So far the state hasn't issued anyone a check, but Zidek said that's expected to happen soon.

Another program Alaskans can apply for with the state is temporary housing grants. Zidek said that program is for people who can no longer live in their homes because of earthquake damage.

"If their home is uninhabitable, homeowners can receive up to 18 months of rental assistance while renters can receive up to three months of rental assistance," he said.

But the big question on many people's minds is whether Alaskans will be able to get money from the federal government. Gov. Mike Dunleavy requested a federal disaster declaration from President Trump on Dec. 3.

If funding from the Federal Emergency Management Agency is approved, Alaskans could be eligible for up to $34,900 in assistance. Zidek said the state is hopeful it will hear something soon.

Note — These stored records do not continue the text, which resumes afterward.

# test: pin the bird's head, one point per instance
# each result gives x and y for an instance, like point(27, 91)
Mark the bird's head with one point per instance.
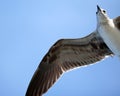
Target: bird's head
point(102, 16)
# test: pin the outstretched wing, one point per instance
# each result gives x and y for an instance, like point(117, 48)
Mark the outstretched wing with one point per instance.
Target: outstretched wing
point(64, 55)
point(117, 22)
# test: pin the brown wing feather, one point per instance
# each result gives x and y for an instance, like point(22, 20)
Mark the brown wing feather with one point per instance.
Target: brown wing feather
point(64, 55)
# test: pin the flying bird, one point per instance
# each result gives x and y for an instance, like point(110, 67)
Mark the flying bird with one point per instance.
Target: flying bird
point(68, 54)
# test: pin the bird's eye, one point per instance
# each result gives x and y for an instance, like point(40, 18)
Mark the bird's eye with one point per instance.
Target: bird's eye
point(104, 11)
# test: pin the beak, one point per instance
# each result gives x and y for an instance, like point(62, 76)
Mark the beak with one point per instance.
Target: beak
point(98, 8)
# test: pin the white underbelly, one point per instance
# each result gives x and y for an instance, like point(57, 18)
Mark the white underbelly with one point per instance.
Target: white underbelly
point(111, 37)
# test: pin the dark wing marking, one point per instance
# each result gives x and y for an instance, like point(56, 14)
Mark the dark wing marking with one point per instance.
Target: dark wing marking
point(64, 55)
point(117, 22)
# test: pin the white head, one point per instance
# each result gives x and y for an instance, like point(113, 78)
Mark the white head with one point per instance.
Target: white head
point(102, 16)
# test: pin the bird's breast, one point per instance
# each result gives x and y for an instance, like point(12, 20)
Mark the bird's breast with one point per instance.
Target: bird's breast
point(111, 37)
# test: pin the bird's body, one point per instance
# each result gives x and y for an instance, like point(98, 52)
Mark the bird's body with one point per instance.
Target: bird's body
point(111, 36)
point(68, 54)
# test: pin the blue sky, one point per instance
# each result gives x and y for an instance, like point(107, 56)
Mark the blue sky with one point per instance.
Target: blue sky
point(28, 28)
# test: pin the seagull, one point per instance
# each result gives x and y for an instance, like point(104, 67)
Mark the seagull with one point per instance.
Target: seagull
point(67, 54)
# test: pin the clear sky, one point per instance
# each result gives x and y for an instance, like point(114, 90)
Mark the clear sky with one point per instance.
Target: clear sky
point(28, 28)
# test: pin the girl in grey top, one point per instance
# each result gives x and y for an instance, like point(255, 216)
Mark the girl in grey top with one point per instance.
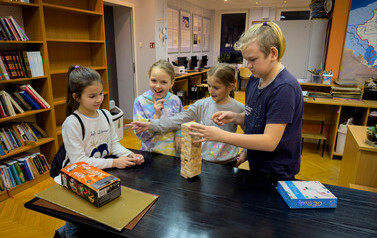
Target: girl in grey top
point(221, 82)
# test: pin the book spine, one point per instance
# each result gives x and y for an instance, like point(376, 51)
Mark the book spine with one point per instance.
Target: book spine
point(18, 63)
point(4, 177)
point(11, 178)
point(37, 95)
point(30, 100)
point(2, 33)
point(4, 140)
point(32, 166)
point(7, 59)
point(5, 27)
point(15, 104)
point(12, 30)
point(43, 162)
point(9, 104)
point(31, 131)
point(19, 172)
point(4, 63)
point(22, 100)
point(27, 64)
point(4, 69)
point(22, 33)
point(7, 139)
point(37, 164)
point(14, 173)
point(32, 95)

But some people, like Cheree Burgan, may not be fully reimbursed for their damages even if they receive maximum state and federal assistance funds.

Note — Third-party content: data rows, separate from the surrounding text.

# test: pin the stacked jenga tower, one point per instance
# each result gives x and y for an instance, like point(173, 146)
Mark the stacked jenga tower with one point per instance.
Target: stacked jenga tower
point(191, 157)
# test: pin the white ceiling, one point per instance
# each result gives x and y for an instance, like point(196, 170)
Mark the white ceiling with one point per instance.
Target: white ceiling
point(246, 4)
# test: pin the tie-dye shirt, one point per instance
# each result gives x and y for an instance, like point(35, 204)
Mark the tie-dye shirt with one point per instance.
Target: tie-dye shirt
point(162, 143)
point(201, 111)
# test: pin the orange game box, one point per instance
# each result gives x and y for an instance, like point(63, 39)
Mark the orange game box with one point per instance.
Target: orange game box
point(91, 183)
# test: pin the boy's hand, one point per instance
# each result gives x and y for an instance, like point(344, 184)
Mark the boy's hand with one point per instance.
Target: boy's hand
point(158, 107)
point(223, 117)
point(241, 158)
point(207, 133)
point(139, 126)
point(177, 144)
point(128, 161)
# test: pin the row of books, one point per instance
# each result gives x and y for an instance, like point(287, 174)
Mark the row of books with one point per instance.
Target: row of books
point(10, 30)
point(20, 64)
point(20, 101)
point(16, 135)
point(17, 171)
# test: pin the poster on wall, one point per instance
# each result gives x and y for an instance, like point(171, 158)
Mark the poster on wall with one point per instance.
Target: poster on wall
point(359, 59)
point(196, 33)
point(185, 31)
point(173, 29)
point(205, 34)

Burgan's Jewel Lake home sank 10 inches after the earthquake. The shaking left cracks in her ceilings and walls, some of which are stuffed with sheets to keep out the cold. Burgan and her family are still living in their house.

"There's a fear factor here," Burgan said. "Who knows when there is going to be another earthquake?"

Repair bills for Burgan's home, including raising her residence, will likely be tens of thousands of dollars more than any aid she receives.

"We haven't figured out the money part yet," she said.

Zidek says it's possible her family may qualify for a low interest loan through the Small Business Administration, provided a federal disaster is declared.

Editor's note: The number of Alaskans who have applied for state earthquake assistance is 8,700, not 87,000 as reported in an initial version of this story.